Was für ein trauriger Text zum Neuen Jahr. Aber irgendwie stimmt das sicherlich. So sind sie, die Menschen. Ich geb‘ die Hoffnung trotzdem nicht auf. Auf ein besseres, fröhlicheres 2018!
Hahaha, auch zum Jahresanfang bleibt einem das Lachen irgendwie im Halse stecken. Alles Gute und auf viele neue, spannende Blogbeiträge Herr Rinke!
Wunderbar, eine gute Erinnerung, dass ich ja Anfang des Jahres zum Zahnarzt wollte 😉 Hahaha! Frohes Neues Jahr Herr Rinke!
Ausnahmsweise mal JWvG:
„Im neuen Jahre Glück und Heil,
Auf Weh und Wunden gute Salbe!
Auf groben Klotz ein grober Keil!
Auf einen Schelmen anderthalbe!“
Frohes Neues Jahr allerseits!
Passend. Frohes Neues auch von mir.
Danke! Wie schön, mal wieder etwas vom Original zu lesen. „Fack ju Göhte III“ war der erfolgreichste Film 2017 in Deutschland, oh Schande! Ich bin Gott sei Dank erst in zwei Wochen wieder im Germanischen und habe mich bis dahin vermutlich abgeregt.
Der erfolgreichste Film? Wirklich? Und ich wollte gerade etwas hoffnungsvolles für 2018 schreiben…
Ich habe in Berlin nur von fünf Amputationen nach blödem Rumgeböller gelesen. Und zwei Toten. Und Angriffen auf die Rettungsteams mit Schusswaffen. Dann lieber zum Zahnarzt. Happy 2018.

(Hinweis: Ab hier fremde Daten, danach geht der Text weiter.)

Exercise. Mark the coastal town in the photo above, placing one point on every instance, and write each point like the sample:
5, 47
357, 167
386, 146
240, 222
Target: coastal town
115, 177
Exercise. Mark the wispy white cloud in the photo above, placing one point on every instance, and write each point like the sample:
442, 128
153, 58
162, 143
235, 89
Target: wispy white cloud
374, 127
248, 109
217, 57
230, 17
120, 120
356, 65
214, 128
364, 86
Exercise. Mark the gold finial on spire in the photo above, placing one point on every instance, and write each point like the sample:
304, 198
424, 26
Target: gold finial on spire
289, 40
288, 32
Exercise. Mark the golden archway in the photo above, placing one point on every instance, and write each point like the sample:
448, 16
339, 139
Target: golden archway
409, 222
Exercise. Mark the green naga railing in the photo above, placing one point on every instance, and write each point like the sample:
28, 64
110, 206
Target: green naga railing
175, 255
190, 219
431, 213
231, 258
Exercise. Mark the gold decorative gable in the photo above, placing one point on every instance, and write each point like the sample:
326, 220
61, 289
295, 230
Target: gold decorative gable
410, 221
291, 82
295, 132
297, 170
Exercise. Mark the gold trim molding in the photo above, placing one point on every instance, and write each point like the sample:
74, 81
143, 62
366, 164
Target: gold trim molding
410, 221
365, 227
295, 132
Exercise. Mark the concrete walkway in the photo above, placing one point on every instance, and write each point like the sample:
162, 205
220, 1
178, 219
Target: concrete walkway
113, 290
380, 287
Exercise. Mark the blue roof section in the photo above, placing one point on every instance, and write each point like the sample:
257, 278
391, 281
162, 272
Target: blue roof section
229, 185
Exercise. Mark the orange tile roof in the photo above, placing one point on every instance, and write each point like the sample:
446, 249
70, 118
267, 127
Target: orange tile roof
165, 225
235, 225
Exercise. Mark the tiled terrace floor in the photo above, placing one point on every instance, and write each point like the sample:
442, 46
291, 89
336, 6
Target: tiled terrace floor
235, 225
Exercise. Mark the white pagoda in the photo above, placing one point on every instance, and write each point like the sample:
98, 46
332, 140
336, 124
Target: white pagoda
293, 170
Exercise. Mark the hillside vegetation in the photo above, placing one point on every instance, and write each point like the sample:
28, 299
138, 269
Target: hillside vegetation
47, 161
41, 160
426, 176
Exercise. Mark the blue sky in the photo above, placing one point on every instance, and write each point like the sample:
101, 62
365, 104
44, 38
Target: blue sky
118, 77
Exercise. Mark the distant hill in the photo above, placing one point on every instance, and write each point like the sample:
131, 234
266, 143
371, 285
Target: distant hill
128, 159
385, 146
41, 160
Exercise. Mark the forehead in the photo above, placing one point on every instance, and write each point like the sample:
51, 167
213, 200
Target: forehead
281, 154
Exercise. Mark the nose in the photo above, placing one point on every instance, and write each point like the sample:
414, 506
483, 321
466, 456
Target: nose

Für’s Neue Jahr wünsche ich mir ein paar mehr Überraschungen und Herausforderungen. Sonst wird’s langweilig. Viele weitere witzige Blog-Posts natürlich auch. Dann lass mal sehen was du zu bieten hast 2018 😉 Los geht’s…
Alle Jahre wieder…12 people who will (potentially) ruin 2018:
https://www.politico.eu/article/12-people-who-will-potentially-ruin-2018/
Viel Spaß beim Stöbern!
Da fallen einem glatt noch mehr ein, aber ja auch ein paar Hoffnungsträger …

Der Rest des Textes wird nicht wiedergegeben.